By DAN KARELL
CLEVELAND– It may not be highest on the list in terms of importance, but the first match of the U.S. Men’s National Team’s upcoming run of five matches in two weeks will certainly be one of the toughest.
The USMNT begin their busy run of matches on Wednesday night against Belgium, one of most talented young teams in the world. Boasting the likes of Christian Benteke, Marouane Fellaini, and Vincent Kompany, Belgium’s top players are all likely to see time in the match at FirstEnergy Stadium, giving the U.S. a strong test ahead of three World Cup qualifiers in June.
“It’s a heck of a challenge for a first game, but big games are awesome to play and you learn lessons whether you play really well or really badly,” goalkeeper Tim Howard said. “I don’t think we’ll play really badly. I think they’re going to hit us on the break. I get the feeling it will be one of those games where they’ve all come over from Europe, and they’ll lay in wait, and then hit us on the counter.”
Belgium is currently unbeaten in their UEFA World Cup qualifying group, winning their last four in a row and featuring some of the best attacking players in the region. Head coach Marc Wilmots brought his side to the states to play the U.S. and get some team bonding time ahead of a crucial qualifying match against Serbia on June 8.
“I know my group and I have no time for experiments,” Wilmots told Het Nieuwsblad. “For now I do not think of throwing away my system. The important thing now is to get match fitness and get in shape for Serbia.”
Howard and a number of his European-based teammates are joining the U.S. squad after another long and grueling season with their clubs, and a number of the players took some time off to help recharge the batteries for the upcoming stretch of games.
At the same time, seven players currently in camp are coming from their Major League Soccer clubs, where they are right in the middle of their season, forcing the coaching staff to focus on making sure everyone is in the correct mindset.
“Guys are coming off a long season and the couple of days, the little break, helped everybody” defender Geoff Cameron said. “We’re mentally trying to get sharp. We worked on our shape, some possession, and get that fiery attitude to come out and take care of business.”
U.S. head coach Jurgen Klinsmann has already named his starting central midfielders, giving Sacha Kljestan a rare start alongside Jermaine Jones in place of Michael Bradley, who will be meeting up with the squad in Washington D.C. for their match on Sunday against Germany.

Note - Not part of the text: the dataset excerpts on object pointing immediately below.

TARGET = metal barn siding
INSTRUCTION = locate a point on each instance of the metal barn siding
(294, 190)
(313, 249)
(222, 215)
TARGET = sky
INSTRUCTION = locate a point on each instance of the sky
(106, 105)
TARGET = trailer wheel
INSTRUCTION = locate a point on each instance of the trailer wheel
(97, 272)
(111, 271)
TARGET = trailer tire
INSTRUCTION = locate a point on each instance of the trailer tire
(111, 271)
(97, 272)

Kljestan is coming off a second-consecutive championship season at club side Anderlecht, where he’ll go up against many of his teammates and league adversaries.

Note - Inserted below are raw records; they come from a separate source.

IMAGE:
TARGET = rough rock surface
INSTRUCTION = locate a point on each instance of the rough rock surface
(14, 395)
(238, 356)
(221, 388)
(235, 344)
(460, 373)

One of the leading story lines in the match is the potential 100th cap for DaMarcus Beasley, who produced two stellar performances at left back in the last two qualifying matches between Costa Rica and Mexico. The 30-year-old began his national team career in 2001, and still is playing a role with the team in 2013.
“We are happy for Beasley, because he deserves to get his 100th cap, he deserves to be part of this group here,” Klinsmann said. “His character and commitment to the national team is outstanding. What we always liked about him is that he challenges himself. He always wants to do another thing, he doesn’t want to stand still.”

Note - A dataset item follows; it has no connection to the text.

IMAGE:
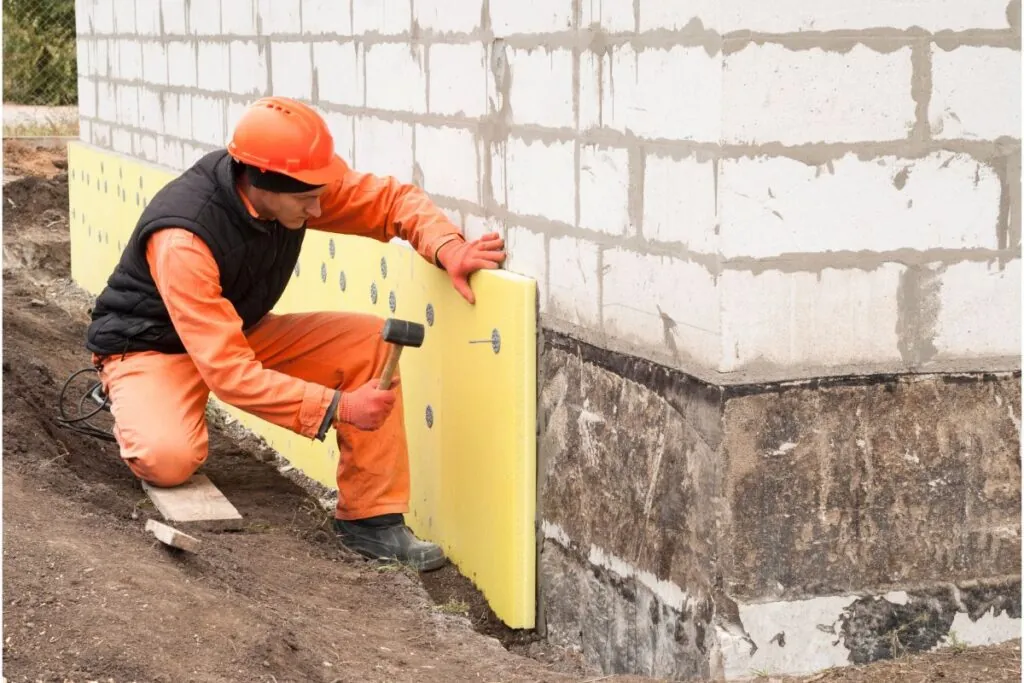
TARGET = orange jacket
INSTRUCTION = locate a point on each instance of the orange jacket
(188, 281)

The focus for the team remains on the three World Cup qualifying matches against Jamaica, Panama, and Honduras in June, but the team knows that this match against Belgium and Sunday’s against Germany will help the team make the most of the qualifiers.
“Both those games are going to be tough and that puts us in a good position going into qualifying because we’re going to be ready for whatever,” forward Clint Dempsey said.